The U.S. and Singapore signed a Memorandum of Understanding (MoU) to formally commit both countries to further cybersecurity cooperation on Tuesday during an official U.S. visit by Singapore’s Prime Minister Lee Hsien Loong.
The agreement includes cooperation in regular Computer Emergency Readiness/Response Team (CERT) information exchanges and sharing of best practices, coordination in cyber incident response and sharing of best practices on critical information infrastructure protection, and cybersecurity trends and practices. The U.S. and Singapore also committed in the MoU to conduct joint cybersecurity exercises and collaborate on regional cyber capacity building and cybersecurity awareness-building activities.
The MoU was signed by Suzanne Spaulding, Under Secretary for the National Protection and Programs Directorate (NPPD) at the Department of Homeland Security (DHS) and David Koh, Chief Executive of the Cyber Security Agency of Singapore (CSA) at a ceremony at Blair House in Washington, D.C. The U.S. and Singaporean ambassadors to each others’ countries also witnessed the signing, Kirk Wager and Ashok Kumar Mirpuri, respectively.
This MoU is set to last for an initial period of five years.
A joint statement by both countries elaborated on the content of the MoU and joint cyber policy agreements.
The U.S. and Singapore “affirmed their support for the multi-stakeholder approach to Internet governance. We reaffirm, moreover, that the same rights that people have offline must also be protected online. Both sides pledged to deepen their information exchange and sharing, to conduct new bilateral initiatives on critical infrastructure cybersecurity, and to continue to cooperate on cybercrime, cyber defense, and on regional capacity building activities, including through joint exercises, regular exchanges and visits, joint R&D and capability development, regional cyber capacity building programs or initiatives.”
President Obama and Prime Minster Lee also endorsed a common approach to international cyber policy by affirming international law applies to state conduct in cyberspace and committing to promoting voluntary norms of state behavior in cyberspace. They furthermore affirmed countries should not conduct or support online activity that intentionally damages or impairs the use of critical infrastructure to provide public services and no country should support activity intended to prevent national computer security incident response teams (CSIRTS) from responding to cyber incidents or use such teams to enable activity intended to do harm.
The leaders also endorsed policy language the U.S. first agreed to with China last year (Defense Daily, Sept. 25, 2015) and has included in later bilateral cybersecurity agreements: “that no country should conduct or knowingly support cyber-enabled theft of intellectual property, including trade secrets or other confidential business information, with the intent of providing competitive advantages to its companies or commercial sectors.”

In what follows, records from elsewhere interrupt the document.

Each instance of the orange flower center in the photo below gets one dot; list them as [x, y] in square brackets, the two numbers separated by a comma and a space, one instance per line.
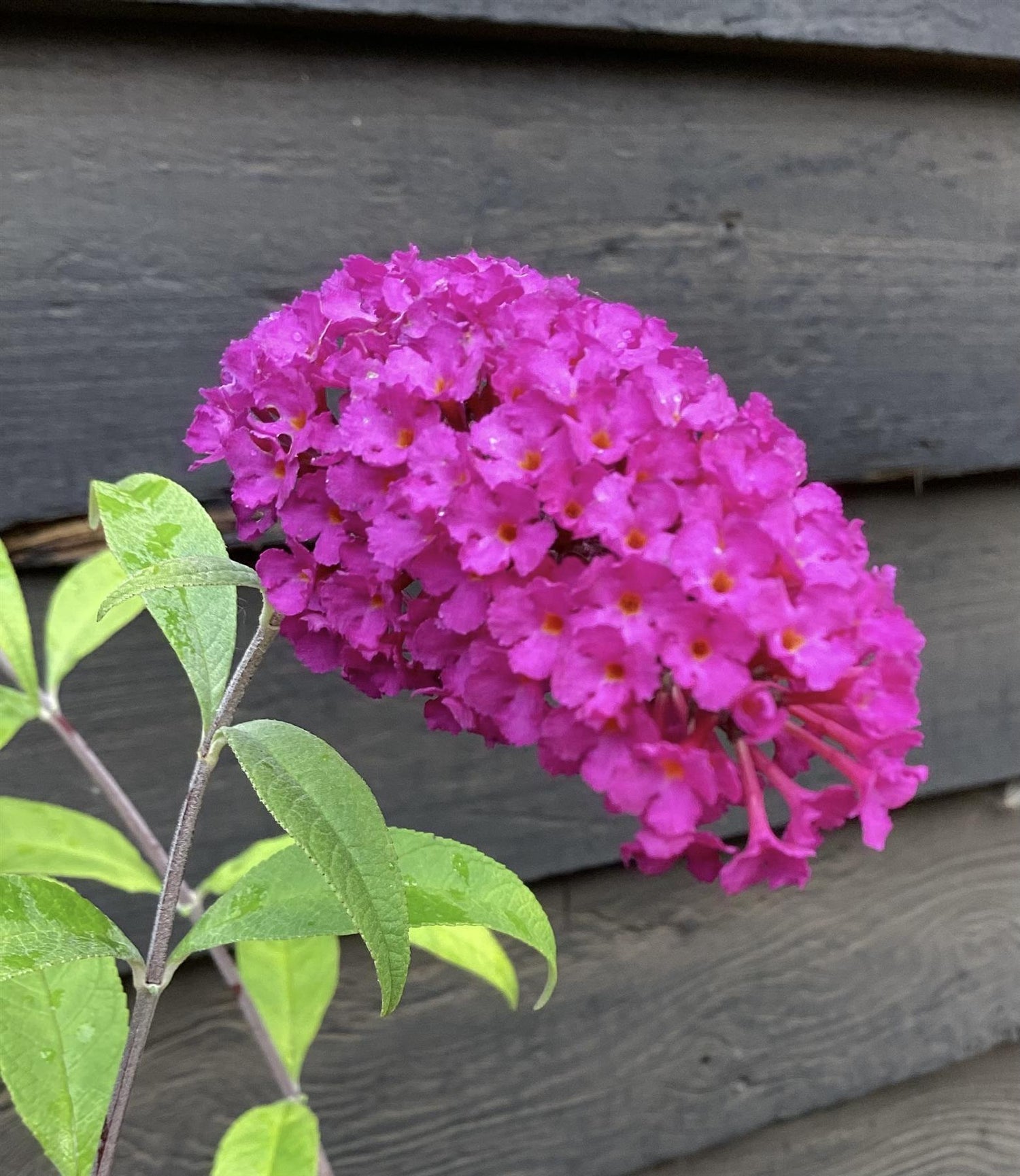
[673, 768]
[531, 460]
[721, 581]
[792, 640]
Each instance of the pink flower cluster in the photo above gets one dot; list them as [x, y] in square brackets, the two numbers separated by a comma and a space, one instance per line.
[537, 511]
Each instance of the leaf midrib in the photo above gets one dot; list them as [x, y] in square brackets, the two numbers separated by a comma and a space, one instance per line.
[63, 1055]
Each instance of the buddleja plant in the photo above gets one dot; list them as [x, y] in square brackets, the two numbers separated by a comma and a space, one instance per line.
[69, 1054]
[536, 511]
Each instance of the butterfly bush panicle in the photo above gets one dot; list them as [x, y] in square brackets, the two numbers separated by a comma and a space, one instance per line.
[537, 511]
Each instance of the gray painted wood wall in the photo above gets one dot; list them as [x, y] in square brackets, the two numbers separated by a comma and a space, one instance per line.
[826, 199]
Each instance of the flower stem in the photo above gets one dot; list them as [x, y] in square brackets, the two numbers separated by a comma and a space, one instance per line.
[171, 895]
[190, 901]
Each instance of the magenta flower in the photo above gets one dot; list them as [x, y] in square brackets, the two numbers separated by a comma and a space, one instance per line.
[535, 511]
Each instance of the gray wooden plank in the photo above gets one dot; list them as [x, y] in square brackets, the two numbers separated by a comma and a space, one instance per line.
[958, 548]
[683, 1019]
[847, 247]
[962, 1121]
[984, 27]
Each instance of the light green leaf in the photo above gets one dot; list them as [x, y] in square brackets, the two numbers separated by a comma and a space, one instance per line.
[72, 631]
[16, 711]
[445, 885]
[45, 922]
[188, 572]
[474, 950]
[16, 632]
[448, 884]
[228, 873]
[279, 1140]
[284, 898]
[292, 984]
[48, 839]
[61, 1037]
[150, 520]
[330, 811]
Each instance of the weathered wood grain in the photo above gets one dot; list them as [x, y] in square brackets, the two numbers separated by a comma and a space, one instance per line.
[683, 1019]
[958, 548]
[963, 1121]
[985, 27]
[850, 248]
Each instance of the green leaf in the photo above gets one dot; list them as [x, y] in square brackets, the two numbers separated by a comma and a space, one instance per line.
[279, 1140]
[188, 572]
[72, 631]
[284, 898]
[228, 873]
[448, 884]
[330, 811]
[45, 922]
[473, 950]
[48, 839]
[150, 520]
[61, 1037]
[16, 711]
[16, 632]
[445, 884]
[292, 984]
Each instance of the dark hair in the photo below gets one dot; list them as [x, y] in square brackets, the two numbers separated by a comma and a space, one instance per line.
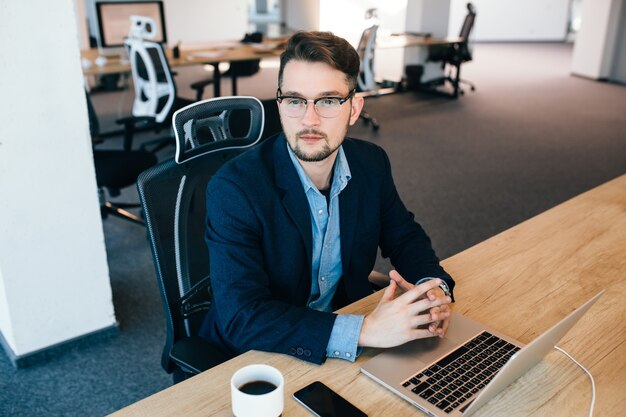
[322, 47]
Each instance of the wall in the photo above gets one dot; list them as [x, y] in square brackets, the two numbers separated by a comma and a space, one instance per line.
[302, 14]
[54, 281]
[513, 20]
[347, 19]
[597, 38]
[205, 20]
[618, 72]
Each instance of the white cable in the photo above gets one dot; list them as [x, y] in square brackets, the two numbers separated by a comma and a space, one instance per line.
[593, 383]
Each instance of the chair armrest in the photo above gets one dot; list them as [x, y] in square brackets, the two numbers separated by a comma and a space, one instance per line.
[133, 120]
[194, 354]
[201, 84]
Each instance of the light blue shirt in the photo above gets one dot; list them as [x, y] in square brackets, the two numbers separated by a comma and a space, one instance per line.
[326, 257]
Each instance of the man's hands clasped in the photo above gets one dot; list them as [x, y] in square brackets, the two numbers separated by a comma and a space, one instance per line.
[420, 311]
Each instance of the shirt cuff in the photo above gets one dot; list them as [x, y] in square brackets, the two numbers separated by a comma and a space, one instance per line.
[344, 338]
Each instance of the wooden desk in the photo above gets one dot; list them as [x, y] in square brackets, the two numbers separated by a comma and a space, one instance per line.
[520, 282]
[211, 53]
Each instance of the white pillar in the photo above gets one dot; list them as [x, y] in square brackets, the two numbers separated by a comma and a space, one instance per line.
[596, 40]
[54, 281]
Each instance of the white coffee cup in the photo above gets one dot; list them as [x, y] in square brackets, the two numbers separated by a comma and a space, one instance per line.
[263, 391]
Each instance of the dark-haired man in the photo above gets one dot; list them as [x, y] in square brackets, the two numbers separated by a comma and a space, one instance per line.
[293, 227]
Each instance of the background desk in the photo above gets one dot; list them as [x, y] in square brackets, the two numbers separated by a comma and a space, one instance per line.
[520, 282]
[211, 53]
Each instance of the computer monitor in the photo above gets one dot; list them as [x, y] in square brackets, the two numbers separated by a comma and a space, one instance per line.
[114, 22]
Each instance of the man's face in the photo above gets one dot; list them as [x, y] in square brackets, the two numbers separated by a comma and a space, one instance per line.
[311, 137]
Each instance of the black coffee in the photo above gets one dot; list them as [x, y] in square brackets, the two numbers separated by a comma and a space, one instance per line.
[257, 387]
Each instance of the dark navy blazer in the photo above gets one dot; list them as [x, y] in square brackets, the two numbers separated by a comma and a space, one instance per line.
[260, 244]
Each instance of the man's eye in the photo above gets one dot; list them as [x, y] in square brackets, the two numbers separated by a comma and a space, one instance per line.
[295, 102]
[328, 102]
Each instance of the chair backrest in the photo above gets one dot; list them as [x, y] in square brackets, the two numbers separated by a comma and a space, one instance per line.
[366, 49]
[172, 194]
[468, 23]
[155, 89]
[464, 53]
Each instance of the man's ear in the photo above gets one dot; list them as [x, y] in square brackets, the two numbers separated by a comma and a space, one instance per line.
[355, 109]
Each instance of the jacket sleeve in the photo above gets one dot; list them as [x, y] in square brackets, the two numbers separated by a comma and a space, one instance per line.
[254, 310]
[403, 240]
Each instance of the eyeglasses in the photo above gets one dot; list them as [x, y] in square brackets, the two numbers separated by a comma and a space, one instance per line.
[327, 107]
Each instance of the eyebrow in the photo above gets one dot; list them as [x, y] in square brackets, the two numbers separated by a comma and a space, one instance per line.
[332, 93]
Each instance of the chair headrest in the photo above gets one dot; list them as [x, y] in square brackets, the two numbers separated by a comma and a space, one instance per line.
[216, 124]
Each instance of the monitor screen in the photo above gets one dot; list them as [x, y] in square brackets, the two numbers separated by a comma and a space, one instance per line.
[114, 20]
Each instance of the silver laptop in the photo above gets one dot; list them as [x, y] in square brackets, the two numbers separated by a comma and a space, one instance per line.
[456, 375]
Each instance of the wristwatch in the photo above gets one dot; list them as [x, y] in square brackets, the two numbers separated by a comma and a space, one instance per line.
[445, 288]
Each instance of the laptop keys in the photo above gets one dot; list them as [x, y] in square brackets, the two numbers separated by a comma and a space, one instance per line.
[460, 375]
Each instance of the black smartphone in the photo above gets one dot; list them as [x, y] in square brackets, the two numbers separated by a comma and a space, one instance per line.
[324, 402]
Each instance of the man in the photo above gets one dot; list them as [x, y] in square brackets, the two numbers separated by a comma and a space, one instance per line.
[293, 227]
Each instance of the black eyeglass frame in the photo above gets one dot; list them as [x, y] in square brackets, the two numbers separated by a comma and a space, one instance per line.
[342, 100]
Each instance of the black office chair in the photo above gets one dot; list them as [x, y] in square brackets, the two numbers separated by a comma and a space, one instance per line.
[115, 170]
[172, 195]
[365, 81]
[245, 68]
[454, 56]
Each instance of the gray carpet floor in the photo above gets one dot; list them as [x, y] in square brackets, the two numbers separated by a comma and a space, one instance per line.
[530, 137]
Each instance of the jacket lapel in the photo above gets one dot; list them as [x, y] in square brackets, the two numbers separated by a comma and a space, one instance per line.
[292, 194]
[349, 209]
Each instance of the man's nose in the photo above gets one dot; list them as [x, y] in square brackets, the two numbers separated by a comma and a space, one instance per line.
[310, 117]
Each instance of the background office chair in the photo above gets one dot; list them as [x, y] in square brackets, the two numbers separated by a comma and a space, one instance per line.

“Considering the interdependence in cyberspace between Singapore and the U.S., the borderless nature of transboundary cyber-attacks would have a significant impact on both countries’ critical information infrastructures. This MoU will pave the way towards a secure and resilient cyber space, and we look forward to working together with the U.S. to strengthen cyber security cooperation between our countries,” Koh said at the ceremony.
The CSA highlighted this is the fifth bilateral cybersecurity MoU Singapore has signed, following those with France, the United Kingdom, India, and the Netherlands.